Kiran Rawat, a dalit woman of Unnao broke down when she spoke of her 18-year-old daughter Kavita Bharti Rawat, who lost her life after being raped by hospital staff when she was in ICU in a Kanpur hospital following a fall in September last year. “The Kanpur police has been threatening and harassing us to withdraw the case, and because of this pressure our younger daughter too has committed suicide. We are distraught. But we will keep fighting till we get justice for our daughters – or till we ourselves die.” Kavita’s father Subedar Rawat too attended the women’s panchayat. There were few dry eyes left in the hall as Kiran spoke.
Dhandei, a dalit woman from Pilibhit, spoke of her struggle for justice after being gang-raped by forest officials. “The drunken forest officials dragged me off and raped me, and threatened to kill my husband if I complained. Later, when I did dare to complain, they got my husband jailed and even now they keep threatening to jail me too and kill us both.”
Parvati, another dalit woman from Pilibhit, spoke about her 21-year-old son Rampal who was killed in police custody for the crime of falling in love with a woman of a different caste. “The police picked up my son and told us that he would be released only after we paid a bribe of Rs. 20,000. My husband somehow put together Rs 6000, but was told to leave. The next morning we were told that our son had left. But I heard him crying and found him semi-conscious. My son died after remaining in coma for a month. An FIR was filed by us but the policemen who took my son’s life are yet to be arrested. We have moved court with the help of CPI(ML), and are awaiting justice. I want my son’s killers to spend a lifetime in jail.”                  
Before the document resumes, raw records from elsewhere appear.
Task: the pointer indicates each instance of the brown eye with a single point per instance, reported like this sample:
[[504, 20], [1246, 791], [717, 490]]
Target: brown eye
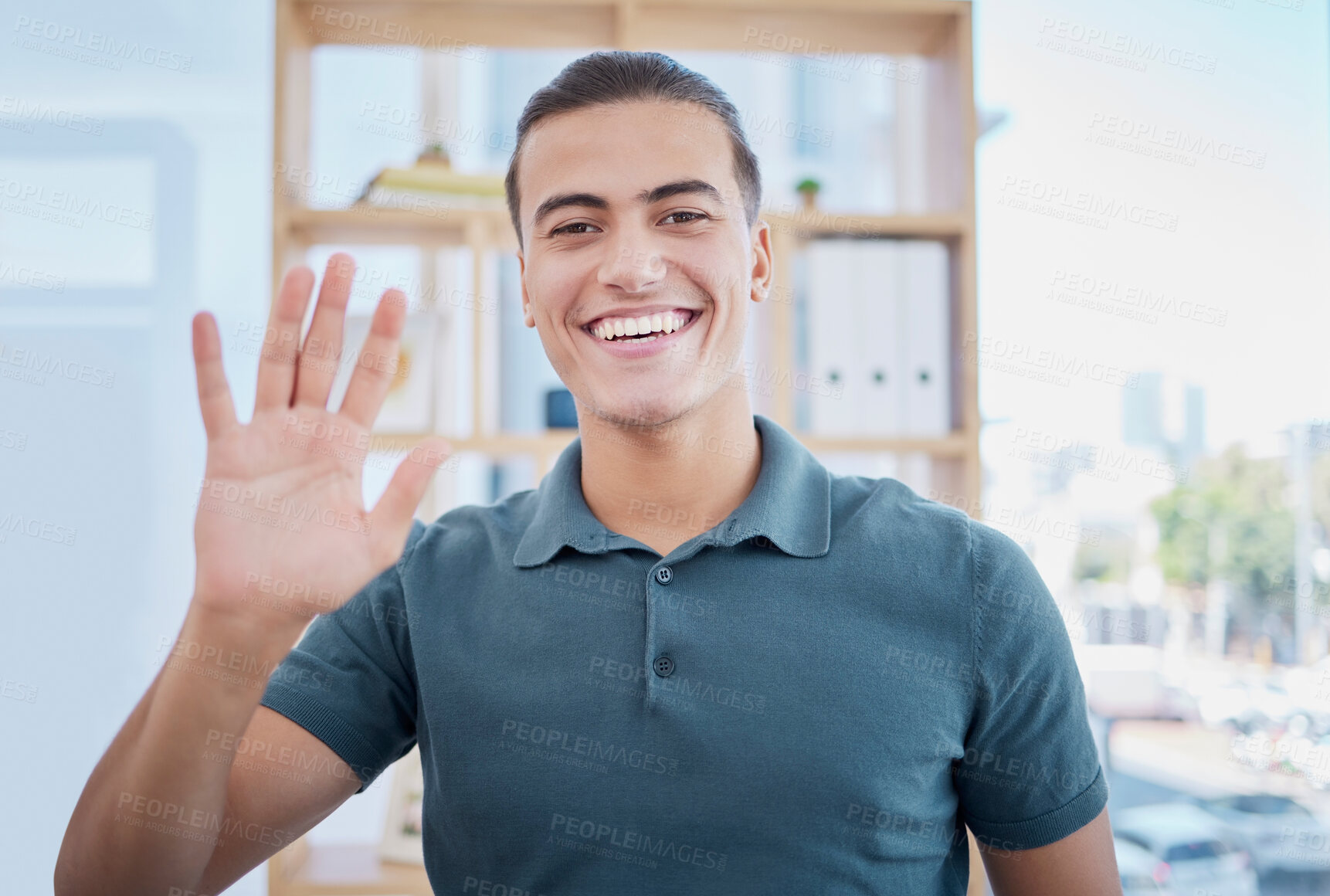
[[568, 229], [690, 216]]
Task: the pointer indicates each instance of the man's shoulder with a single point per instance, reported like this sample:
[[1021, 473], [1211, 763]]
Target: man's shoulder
[[889, 504], [473, 529]]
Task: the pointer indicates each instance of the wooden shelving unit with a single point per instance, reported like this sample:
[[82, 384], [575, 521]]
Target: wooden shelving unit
[[935, 29]]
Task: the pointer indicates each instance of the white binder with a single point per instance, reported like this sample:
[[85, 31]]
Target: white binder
[[926, 300], [878, 331], [833, 344]]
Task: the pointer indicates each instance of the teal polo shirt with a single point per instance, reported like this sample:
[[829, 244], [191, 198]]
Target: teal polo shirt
[[810, 697]]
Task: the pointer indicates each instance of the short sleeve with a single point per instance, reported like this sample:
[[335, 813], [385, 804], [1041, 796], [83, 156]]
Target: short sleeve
[[350, 681], [1031, 772]]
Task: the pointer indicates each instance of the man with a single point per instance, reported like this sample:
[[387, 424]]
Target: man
[[690, 662]]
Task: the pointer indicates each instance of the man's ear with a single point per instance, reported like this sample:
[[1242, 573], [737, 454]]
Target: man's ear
[[527, 317], [762, 261]]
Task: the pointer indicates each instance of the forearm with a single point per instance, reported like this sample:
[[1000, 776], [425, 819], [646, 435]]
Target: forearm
[[154, 806]]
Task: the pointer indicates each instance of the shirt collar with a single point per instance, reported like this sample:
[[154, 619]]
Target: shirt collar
[[790, 504]]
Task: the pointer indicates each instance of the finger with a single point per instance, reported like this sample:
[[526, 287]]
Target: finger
[[282, 339], [322, 350], [377, 363], [215, 395], [390, 521]]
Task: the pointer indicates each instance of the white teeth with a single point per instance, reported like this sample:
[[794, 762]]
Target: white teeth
[[641, 328]]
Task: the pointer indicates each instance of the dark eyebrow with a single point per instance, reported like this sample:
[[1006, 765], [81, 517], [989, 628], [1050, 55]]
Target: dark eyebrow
[[667, 190], [646, 197]]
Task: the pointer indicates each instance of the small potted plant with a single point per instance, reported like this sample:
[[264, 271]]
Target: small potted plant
[[808, 188], [435, 153]]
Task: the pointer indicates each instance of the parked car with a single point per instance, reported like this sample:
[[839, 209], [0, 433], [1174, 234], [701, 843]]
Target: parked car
[[1192, 850], [1280, 833], [1136, 867]]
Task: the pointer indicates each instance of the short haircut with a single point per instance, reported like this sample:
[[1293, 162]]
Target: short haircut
[[609, 77]]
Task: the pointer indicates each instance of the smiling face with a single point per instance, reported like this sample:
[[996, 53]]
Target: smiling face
[[633, 224]]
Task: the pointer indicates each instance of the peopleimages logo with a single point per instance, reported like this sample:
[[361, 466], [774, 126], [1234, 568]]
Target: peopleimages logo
[[632, 842]]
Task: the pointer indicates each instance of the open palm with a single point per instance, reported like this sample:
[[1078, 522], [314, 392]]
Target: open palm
[[282, 531]]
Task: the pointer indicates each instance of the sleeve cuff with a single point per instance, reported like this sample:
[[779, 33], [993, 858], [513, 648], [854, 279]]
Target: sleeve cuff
[[1048, 827], [329, 728]]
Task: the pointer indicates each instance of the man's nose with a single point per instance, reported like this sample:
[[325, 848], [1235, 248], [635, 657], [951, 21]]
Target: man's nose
[[632, 265]]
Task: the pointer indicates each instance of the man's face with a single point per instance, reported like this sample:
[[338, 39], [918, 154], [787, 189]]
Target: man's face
[[632, 221]]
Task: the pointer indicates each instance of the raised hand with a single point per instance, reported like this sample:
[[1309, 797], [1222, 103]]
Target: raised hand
[[282, 532]]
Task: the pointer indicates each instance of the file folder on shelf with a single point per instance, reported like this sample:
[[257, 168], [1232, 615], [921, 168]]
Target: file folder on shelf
[[878, 317], [833, 344], [877, 295], [926, 300]]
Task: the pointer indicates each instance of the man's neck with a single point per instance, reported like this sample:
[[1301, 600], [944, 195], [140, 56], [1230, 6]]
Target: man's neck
[[663, 486]]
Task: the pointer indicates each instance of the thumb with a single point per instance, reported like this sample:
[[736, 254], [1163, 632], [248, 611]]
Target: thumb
[[390, 520]]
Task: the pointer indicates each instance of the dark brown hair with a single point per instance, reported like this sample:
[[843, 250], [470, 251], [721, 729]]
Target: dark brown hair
[[609, 77]]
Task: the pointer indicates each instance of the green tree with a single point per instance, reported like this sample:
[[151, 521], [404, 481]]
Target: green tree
[[1245, 501]]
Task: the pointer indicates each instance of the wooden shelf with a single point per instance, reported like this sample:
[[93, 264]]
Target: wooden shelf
[[342, 870], [379, 225], [556, 440], [897, 27]]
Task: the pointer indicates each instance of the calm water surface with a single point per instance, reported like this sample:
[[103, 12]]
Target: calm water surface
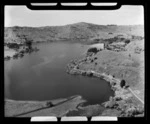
[[42, 76]]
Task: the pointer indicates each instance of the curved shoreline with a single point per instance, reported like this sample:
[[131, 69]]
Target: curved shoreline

Others who gave testimony included Jharna Mandal whose husband was killed for resisting corruption and illegal liquor trade; Rajrani of Jalaun whose daughter Javitri was abducted and killed by BSP MLA Chhote Singh; Vimla Devi of Pilibhit whose son was killed in an ‘honour’ crime; and Tirsa Devi of Ghazipur whose daughter Poonam was killed for dowry and who is being pressurized by her daughter’s in-laws and the corrupt police to withdraw the case. AIPWA activist Geeta Pande of Devaria spoke of the struggle of mid-day meal cooks for jobs and due wages, and of AIPWA’s successful struggle to ensure the arrest of those responsible for a gruesome honour killing of three girls. Maya and Arti, AIPWA activists from Lakhimpur spoke about ongoing AIPWA’s struggle for justice in the rape and murder of a minor girl in a police station. AIPWA activists Saroj from Ghazipur and Ahmadi from Mirzapur also shared experiences of struggles.
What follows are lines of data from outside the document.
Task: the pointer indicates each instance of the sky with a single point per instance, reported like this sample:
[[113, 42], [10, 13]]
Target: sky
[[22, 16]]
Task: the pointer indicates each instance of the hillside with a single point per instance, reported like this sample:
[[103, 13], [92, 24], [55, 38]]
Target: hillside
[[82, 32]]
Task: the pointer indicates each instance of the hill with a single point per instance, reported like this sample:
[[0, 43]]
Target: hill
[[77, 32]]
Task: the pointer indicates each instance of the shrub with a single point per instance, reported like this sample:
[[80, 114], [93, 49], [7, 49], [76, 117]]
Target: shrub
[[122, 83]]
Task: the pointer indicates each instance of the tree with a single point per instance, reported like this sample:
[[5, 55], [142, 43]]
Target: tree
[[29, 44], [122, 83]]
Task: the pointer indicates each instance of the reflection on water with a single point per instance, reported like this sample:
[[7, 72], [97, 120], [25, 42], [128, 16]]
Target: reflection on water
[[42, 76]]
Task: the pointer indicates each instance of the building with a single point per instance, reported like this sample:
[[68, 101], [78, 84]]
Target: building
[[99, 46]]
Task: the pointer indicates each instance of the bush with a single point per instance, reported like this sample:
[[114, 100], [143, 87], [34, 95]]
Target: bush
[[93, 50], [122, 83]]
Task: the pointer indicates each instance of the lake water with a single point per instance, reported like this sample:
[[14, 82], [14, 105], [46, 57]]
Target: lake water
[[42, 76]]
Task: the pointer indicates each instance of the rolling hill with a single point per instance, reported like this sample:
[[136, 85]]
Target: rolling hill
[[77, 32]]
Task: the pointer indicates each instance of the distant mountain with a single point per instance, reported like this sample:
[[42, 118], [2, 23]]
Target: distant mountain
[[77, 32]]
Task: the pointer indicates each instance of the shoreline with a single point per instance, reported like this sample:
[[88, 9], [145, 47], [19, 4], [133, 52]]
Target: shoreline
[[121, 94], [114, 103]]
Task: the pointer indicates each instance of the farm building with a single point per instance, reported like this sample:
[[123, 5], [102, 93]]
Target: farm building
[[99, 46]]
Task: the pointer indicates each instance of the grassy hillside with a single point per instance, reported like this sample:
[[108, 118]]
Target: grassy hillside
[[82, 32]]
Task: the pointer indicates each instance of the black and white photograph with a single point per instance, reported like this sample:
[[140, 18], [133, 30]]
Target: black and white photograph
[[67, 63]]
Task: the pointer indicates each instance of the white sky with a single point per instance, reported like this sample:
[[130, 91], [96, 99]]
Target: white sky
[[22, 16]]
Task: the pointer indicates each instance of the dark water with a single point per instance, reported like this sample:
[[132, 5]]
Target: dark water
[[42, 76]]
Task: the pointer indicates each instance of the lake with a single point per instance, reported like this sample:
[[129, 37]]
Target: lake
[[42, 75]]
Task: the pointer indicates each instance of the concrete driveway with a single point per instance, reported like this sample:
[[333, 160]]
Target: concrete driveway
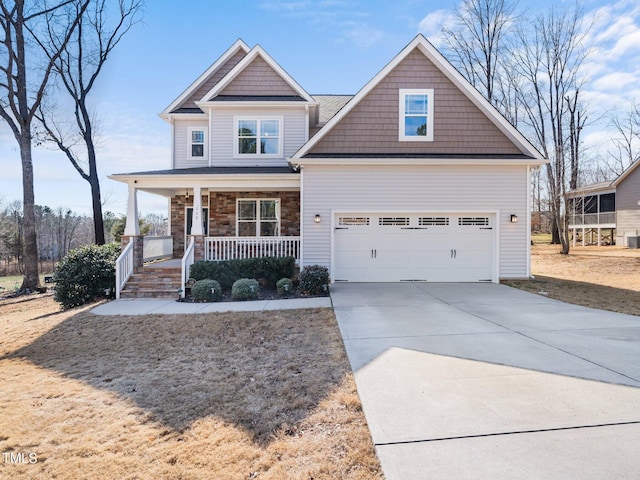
[[467, 381]]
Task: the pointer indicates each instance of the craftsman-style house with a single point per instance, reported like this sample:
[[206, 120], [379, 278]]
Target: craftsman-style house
[[415, 178]]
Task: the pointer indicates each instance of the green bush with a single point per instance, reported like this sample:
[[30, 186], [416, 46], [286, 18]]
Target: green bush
[[228, 271], [313, 279], [85, 273], [245, 289], [201, 291], [284, 286]]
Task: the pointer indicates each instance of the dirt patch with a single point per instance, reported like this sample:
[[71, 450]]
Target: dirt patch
[[599, 277], [233, 395]]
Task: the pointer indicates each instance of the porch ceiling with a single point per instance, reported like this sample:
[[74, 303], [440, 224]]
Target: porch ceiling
[[222, 179]]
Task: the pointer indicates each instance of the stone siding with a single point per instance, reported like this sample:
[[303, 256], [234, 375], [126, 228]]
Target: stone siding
[[222, 214]]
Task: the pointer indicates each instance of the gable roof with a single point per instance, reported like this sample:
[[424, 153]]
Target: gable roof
[[529, 153], [238, 47], [254, 54], [626, 173]]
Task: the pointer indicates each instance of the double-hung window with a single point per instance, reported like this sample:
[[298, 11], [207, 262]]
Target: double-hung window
[[416, 115], [197, 144], [258, 137], [258, 217]]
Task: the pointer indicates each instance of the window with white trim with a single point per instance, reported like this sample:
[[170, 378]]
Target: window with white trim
[[197, 142], [416, 115], [258, 137], [258, 217]]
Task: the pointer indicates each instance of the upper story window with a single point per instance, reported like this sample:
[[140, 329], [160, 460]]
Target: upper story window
[[258, 136], [197, 143], [416, 115]]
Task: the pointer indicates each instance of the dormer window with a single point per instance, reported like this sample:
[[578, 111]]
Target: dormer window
[[258, 137], [197, 143], [416, 115]]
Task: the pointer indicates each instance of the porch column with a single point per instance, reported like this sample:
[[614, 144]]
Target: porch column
[[132, 227], [196, 224]]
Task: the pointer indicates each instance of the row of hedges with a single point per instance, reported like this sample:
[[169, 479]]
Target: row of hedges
[[271, 269]]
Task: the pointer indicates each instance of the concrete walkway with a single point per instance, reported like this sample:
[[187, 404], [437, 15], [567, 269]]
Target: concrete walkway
[[478, 381], [145, 306]]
The jury members also addressed the panchayat at the end, and hailed the courage of the women who gave testimony. On behalf of the entire panchayat, the jury members delivered the verdict. The Mayawati government, they said, was squarely responsible for the atrocities and crimes against women, because in case after case the perpetrators were protected. Police and feudal forced are emboldened to commit terrible crimes against women because they see how a whole series of Ministers and MLAs of the ruling BSP themselves are doing the same and being defended by their party and the government. Mayawati’s government has betrayed its promises to the women, especially the dalit women of UP – and does not have the moral right to continue in power for a minute longer. The women of UP are expressing their anger and fighting for justice in the face of all odds – and they demand that Mayawati quit.                     

CPI(ML) State Secretary Sudhakar Yadav also expressed solidarity with the aims of the women gathered in the panchayat. Ghazala Anwar of Bazm-e-urdu recited a poem in support of women’s struggles. Arundhati Dhuru of NAPM also spoke to express solidarity. Some other women’s groups of Lucknow - Hamsafar, Aali, and Sahyog – also attended the panchayat.